Большевики же относятся к населению совершенно иначе. Понятно, что такую махину накормить нелегко, но за все - продовольствие, фураж, лошадей - мы расплачиваемся деньгами или мануфактурой, а если удается захватить у белых много трофеев, сами делимся с населением мукой, материями, керосином.
Без крайней необходимости наша кавалерия никогда не заедет на засеянное поле, а если нужно покормить лошадей, то командиры советуются с крестьянами.
Естественно, что и местные относятся к нам по-товарищески, снабжают продуктами, сообщают сведения о противнике, проводят к деревням, занятым врагом, малоизвестными, скрытыми дорогами. Благодаря этому мы нанесли не один неожиданный удар.
Понятно, что речь идет о бедняках - кулаки и богатеи разбегаются при одном приближении отряда. Хотя... Белые распространяют слухи о нас как о сборище бандитов, и местное население иногда верит...
С нами идет огромный обоз беженцев - больше двух тысяч человек. Это люди, спасающиеся от белых. Конечно, с военной точки зрения неудобно: мешают маневрировать, у многих в обозе жены, дети, на поддержание беженцев уходит много продовольствия и фуража, но эти люди доверились нам. Командиры уже давно ломают голову над тем, как свести до минимума неудобства, связанные с обозом, и кажется, нашли верное решение: беженцы теперь должны двигаться не в боевых порядках, а параллельным курсом. На случай нападения белых в обозах достаточно оружия.

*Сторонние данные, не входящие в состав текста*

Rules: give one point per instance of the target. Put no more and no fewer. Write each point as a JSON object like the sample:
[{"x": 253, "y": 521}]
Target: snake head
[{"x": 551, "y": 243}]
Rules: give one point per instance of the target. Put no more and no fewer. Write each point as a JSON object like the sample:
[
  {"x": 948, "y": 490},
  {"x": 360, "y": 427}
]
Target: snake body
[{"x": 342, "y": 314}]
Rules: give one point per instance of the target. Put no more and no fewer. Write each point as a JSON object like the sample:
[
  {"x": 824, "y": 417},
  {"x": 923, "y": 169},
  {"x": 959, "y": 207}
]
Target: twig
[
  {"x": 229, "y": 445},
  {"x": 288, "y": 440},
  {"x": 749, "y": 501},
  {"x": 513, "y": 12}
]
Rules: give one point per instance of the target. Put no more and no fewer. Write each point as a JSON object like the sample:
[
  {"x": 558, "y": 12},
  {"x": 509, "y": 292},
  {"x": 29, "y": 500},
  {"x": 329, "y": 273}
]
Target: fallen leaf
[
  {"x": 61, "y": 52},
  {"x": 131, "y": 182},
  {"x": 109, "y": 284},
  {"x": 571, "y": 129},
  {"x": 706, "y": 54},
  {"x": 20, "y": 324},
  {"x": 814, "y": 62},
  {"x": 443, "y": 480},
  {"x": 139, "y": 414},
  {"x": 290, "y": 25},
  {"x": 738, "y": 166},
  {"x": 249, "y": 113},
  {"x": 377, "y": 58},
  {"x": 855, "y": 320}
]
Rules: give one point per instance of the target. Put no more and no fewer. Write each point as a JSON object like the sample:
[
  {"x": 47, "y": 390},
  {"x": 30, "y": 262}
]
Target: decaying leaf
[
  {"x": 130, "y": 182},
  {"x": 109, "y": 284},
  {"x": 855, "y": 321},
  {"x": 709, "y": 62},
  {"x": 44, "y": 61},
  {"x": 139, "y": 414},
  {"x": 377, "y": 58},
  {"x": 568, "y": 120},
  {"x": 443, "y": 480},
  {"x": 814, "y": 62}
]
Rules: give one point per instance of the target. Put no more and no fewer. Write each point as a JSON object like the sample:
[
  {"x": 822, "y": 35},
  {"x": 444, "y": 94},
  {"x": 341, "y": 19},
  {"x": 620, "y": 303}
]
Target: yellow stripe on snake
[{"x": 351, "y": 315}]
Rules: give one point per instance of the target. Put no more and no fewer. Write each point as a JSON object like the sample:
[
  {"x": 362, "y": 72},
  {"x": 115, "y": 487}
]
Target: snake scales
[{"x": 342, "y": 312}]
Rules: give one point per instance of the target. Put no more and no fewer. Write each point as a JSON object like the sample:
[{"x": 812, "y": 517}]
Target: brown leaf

Да, мы действительно настоящая армия. В ее организации и укреплении наши командиры - вчерашние унтеры, рабочие, казаки - проявляют неожиданную умелость. Особенно - Блюхер. Сейчас я служу в Главном штабе и невольно ближе познакомился с этим человеком. А началось все с того, что однажды, по приказу моего непосредственного начальника Голубых, я пошел с донесением к главкому. Дверь в доме, где он остановился на ночь, была не заперта. Я вошел, и в нос мне сразу ударил запах рыбьего жира. Посреди комнаты стоял обнаженный по пояс главком, а ординарец осторожно смазывал ему спину тряпочкой, пропитанной этим самым рыбьим жиром. Ординарец, словно от сильной боли, морщился и приговаривал:
- Еще чуть-чуть, Василий Константинович! Еще чуть-чуть! - и снова осторожно касался спины главкома. Вернее, не спины, а багрового месива, обтянутого молодой, тонкой, готовой лопнуть кожицей.
Так вот почему Блюхер всегда так прямо, даже осторожно держал спину!
Главком повернул ко мне недовольное лицо и глазами показал, куда положить пакет. Уже в дверях он меня остановил словами:
- Товарищ Владимирцев, о моей ране в отряде знать не должны! Ясно?
- Ясно, товарищ Блюхер.
Но настоящее наше знакомство, вернее, сближение, началось однажды вечером, когда я сидел и перебеливал черновики приказов, которые нужно было ночью разослать по отрядам. Работа чисто механическая. Я писал, скрипя пером, а Василий Константинович водил карандашом по карте и хмурился. Вдруг он бросил карандаш, встал и решительно заходил по комнате. Я вскинул глаза - лицо главкома посветлело, видимо, он наконец нашел решение задачи, мучившей его целый вечер. Он весело посмотрел на меня и спросил:
- А что, товарищ Владимирцев, не жалеете, что сверх договора служите?
- Нет, не жалею.
- А скажите: нет ли у вас в роду врачей?
- Есть. Мой отец - врач, - озадаченно ответил я. - У него практика в Москве... Была...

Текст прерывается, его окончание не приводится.